Cuando nos consideramos los únicos salvos, la única iglesia, la única denominación y la única organización, estaremos actuando como los “hijos del trueno”. La reprensión, “vosotros no sabéis de qué espíritu sois”, con la que Jesús condena el pecado el prejuicio, sigue vigente. Juan finalmente aprendió la lección.  

Cuando Jesús se revela con toda su gloria según la visión del Apocalipsis, Juan pudo ver la universalidad del mensaje de salvación. El tuvo la visión de los redimidos. Allí miró “una gran multitud, la cual nadie podía contar, de todas las naciones y tribus y pueblos y lenguas, que estaban delante del trono y en la presencia del Cordero, vestidos de ropas blancas, y con palmas en las manos” (Apc. 7:9). Con mucha seguridad allí había muchos samaritanos de los que él un día pidió fuego del cielo para que les consumiera. La lección que aprendemos es que delante del Señor todos somos iguales. No somos los únicos. El evangelio del Señor nos recuerda que él “es poder de Dios para salvación a todo aquel que el cree; al judío primeramente, y también al griego” (Ro. 1:16) Fue en la casa de Zaqueo, aquel despreciado cobrador de impuesto, que el dijo: “Porque el Hijo del Hombre vino a buscar y a salvar lo que se había perdido” (Lc.19:10).De la actitud de los discípulos aprendemos que un seguidor del Señor no debiera buscar una posición para servir, sino, en todo caso, servir desde la posición que se le asigne. El pecado del orgullo que pretende siempre el primer lugar, debe ser abolido de nuestro corazón.
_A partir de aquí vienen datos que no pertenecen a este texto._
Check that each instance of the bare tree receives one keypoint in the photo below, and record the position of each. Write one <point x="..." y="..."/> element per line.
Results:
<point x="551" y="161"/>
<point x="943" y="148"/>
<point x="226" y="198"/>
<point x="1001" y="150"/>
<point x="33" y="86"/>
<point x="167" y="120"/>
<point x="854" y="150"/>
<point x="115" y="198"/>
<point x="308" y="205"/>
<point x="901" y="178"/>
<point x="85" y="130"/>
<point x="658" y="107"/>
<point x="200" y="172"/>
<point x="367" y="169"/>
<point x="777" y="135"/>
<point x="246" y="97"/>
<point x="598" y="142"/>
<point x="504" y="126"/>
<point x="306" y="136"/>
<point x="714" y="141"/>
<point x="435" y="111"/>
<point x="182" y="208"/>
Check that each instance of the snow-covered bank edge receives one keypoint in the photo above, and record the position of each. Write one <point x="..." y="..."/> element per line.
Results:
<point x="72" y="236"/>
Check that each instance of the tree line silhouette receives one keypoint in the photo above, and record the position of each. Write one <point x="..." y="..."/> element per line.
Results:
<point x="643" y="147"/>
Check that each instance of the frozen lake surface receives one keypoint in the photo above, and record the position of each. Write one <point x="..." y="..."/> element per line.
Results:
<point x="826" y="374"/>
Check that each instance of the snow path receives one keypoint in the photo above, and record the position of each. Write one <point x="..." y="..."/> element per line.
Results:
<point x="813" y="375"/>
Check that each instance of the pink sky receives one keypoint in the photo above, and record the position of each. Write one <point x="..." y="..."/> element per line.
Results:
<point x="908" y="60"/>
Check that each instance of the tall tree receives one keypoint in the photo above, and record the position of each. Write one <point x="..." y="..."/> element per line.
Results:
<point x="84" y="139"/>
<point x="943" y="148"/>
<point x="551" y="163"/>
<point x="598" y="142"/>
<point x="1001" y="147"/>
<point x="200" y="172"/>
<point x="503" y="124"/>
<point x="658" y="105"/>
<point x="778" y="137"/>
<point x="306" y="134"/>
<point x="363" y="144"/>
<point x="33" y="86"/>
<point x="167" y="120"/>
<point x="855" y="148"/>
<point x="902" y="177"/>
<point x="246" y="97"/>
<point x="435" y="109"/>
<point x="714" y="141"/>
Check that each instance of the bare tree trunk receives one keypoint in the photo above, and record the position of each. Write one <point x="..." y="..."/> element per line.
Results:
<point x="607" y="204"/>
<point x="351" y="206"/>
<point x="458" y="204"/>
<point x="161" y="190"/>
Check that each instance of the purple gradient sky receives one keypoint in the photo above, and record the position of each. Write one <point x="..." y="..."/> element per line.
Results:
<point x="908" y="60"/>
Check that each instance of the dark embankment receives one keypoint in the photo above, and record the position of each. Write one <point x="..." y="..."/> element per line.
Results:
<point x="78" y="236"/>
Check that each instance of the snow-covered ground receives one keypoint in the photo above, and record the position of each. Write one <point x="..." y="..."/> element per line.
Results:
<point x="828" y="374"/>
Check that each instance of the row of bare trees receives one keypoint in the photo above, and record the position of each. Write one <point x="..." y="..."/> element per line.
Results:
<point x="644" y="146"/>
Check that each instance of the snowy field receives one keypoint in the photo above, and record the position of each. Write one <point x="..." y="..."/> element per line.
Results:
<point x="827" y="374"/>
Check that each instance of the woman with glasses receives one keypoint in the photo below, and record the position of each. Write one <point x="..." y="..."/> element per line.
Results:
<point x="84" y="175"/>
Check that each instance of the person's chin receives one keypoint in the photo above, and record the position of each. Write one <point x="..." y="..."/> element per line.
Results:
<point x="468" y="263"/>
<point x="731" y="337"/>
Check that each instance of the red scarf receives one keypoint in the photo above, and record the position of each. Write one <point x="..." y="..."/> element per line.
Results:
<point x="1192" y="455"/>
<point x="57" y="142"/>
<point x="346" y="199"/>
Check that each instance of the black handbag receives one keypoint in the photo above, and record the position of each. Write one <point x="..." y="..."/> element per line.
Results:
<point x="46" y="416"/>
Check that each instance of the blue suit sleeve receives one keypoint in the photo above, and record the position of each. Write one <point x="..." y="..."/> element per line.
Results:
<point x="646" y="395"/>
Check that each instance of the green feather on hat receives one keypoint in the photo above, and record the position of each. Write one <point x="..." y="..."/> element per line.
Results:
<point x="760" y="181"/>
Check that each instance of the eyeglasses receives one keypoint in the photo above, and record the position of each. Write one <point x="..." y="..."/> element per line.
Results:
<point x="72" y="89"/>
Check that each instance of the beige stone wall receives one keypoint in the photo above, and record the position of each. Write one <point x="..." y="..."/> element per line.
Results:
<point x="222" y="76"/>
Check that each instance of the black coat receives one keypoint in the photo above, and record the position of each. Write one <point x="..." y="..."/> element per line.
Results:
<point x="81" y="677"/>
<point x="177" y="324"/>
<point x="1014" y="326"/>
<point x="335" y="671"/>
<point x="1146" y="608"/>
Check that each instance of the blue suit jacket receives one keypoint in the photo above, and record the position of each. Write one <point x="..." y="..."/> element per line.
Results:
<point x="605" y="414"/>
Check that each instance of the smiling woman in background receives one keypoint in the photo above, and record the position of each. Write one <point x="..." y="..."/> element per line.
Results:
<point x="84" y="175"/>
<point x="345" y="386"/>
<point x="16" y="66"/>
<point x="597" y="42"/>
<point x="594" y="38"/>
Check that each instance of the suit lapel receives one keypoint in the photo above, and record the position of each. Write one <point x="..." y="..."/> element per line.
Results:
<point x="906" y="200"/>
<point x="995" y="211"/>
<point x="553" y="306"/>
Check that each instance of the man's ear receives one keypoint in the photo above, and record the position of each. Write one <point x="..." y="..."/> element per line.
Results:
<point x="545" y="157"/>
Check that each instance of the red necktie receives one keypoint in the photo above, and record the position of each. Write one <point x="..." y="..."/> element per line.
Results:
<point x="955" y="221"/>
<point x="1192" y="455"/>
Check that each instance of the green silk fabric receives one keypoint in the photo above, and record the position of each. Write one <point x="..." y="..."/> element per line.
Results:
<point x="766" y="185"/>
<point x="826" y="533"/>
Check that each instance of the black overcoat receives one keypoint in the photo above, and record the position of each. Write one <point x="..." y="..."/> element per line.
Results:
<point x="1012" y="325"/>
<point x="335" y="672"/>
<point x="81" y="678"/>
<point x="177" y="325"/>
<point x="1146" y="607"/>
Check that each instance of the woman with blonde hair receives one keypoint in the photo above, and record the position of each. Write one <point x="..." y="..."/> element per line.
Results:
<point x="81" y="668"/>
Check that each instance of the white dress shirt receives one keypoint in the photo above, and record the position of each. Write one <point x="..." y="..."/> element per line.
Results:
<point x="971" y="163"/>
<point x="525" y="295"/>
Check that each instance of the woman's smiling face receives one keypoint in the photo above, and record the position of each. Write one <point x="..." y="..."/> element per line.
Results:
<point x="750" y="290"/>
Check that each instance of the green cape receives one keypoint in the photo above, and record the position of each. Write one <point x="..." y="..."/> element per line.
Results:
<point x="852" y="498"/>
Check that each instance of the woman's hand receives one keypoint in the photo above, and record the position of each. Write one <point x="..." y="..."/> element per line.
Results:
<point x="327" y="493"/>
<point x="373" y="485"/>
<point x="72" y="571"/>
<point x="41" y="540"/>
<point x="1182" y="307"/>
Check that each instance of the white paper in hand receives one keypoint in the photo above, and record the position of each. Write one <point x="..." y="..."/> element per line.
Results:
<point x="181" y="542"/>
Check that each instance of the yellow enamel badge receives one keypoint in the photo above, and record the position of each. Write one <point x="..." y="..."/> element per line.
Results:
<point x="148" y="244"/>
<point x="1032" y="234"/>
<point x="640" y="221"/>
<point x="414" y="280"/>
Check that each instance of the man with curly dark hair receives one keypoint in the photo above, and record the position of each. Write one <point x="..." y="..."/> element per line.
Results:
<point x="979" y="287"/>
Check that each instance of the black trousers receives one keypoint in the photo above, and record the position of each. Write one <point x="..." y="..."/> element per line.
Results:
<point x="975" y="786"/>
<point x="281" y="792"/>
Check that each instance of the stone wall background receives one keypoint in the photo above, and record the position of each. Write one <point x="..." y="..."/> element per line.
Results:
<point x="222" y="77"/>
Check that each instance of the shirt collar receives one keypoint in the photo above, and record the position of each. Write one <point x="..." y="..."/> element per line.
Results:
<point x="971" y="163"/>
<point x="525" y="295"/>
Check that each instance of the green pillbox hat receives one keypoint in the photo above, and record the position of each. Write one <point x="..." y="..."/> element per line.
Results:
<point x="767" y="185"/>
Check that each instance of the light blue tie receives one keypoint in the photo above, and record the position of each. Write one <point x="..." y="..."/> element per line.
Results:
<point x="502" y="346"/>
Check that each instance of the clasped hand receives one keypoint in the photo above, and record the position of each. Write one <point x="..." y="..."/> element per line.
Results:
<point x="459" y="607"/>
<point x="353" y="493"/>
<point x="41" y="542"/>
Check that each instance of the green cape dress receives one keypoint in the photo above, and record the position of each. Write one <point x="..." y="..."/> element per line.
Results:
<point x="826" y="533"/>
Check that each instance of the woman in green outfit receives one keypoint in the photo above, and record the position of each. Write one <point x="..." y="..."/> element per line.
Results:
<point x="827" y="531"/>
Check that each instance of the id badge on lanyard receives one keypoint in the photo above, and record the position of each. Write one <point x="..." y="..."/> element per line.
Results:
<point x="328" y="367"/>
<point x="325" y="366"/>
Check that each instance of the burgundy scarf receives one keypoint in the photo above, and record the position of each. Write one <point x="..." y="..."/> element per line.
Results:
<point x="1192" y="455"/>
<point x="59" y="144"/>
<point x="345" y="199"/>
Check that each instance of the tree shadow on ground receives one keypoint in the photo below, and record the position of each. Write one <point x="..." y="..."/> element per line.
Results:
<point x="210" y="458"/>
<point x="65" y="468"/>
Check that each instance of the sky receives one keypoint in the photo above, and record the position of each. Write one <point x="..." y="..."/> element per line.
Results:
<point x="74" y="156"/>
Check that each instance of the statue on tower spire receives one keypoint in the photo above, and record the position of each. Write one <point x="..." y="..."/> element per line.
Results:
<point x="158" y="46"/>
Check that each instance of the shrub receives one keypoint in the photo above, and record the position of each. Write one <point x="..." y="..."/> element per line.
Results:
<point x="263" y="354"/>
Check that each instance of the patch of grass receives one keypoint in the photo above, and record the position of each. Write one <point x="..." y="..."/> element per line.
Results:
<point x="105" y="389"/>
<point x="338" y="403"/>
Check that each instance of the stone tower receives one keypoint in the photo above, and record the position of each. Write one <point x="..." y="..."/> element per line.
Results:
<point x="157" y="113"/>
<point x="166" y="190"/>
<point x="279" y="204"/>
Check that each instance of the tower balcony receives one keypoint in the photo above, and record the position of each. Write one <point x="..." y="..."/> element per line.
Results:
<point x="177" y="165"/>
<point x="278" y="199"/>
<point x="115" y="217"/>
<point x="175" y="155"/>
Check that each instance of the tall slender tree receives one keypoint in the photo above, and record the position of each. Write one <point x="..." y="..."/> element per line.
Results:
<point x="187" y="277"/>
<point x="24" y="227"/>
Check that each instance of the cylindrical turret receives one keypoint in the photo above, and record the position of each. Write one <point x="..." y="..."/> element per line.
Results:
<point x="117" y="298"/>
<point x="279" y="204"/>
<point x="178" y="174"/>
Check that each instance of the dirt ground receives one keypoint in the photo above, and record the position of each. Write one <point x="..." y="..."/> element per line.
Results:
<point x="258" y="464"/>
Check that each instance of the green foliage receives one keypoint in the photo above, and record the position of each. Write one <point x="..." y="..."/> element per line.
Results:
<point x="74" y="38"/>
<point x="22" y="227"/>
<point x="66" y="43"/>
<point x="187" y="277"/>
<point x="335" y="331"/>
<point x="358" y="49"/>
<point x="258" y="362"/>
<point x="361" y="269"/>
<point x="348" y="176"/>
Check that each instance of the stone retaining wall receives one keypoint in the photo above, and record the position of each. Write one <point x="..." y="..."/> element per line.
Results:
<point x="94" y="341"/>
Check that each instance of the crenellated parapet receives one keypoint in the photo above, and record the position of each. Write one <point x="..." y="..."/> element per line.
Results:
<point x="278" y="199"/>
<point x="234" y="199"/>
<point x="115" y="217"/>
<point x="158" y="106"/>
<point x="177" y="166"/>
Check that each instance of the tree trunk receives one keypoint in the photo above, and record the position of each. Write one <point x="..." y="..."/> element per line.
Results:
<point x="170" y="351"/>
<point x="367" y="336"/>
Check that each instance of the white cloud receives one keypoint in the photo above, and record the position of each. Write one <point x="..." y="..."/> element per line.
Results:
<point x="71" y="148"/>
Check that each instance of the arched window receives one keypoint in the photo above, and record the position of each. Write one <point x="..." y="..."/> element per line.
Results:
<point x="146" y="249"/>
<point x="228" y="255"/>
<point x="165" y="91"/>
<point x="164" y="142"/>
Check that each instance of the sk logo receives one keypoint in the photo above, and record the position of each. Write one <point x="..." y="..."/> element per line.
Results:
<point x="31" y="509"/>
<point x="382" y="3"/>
Lo mismo ocurre con los celos. En el reino del Señor el que “no es contra nosotros, por nosotros es”. La tolerancia ha de ser una virtud muy amada por cada cristiano. Los que trabajan por adelantar el evangelio debieran despertar mi admiración y mi resto, pues ellos lo hacen por el nombre del Señor. Y debo recordar también que todos los hombres son dignos del amor de Dios. Él amó no solo a Israel, sino que “amó de tal manera al mundo, para que todo aquel que en él cree, no pierda, más tenga vida eterna” (Jn. 3:16).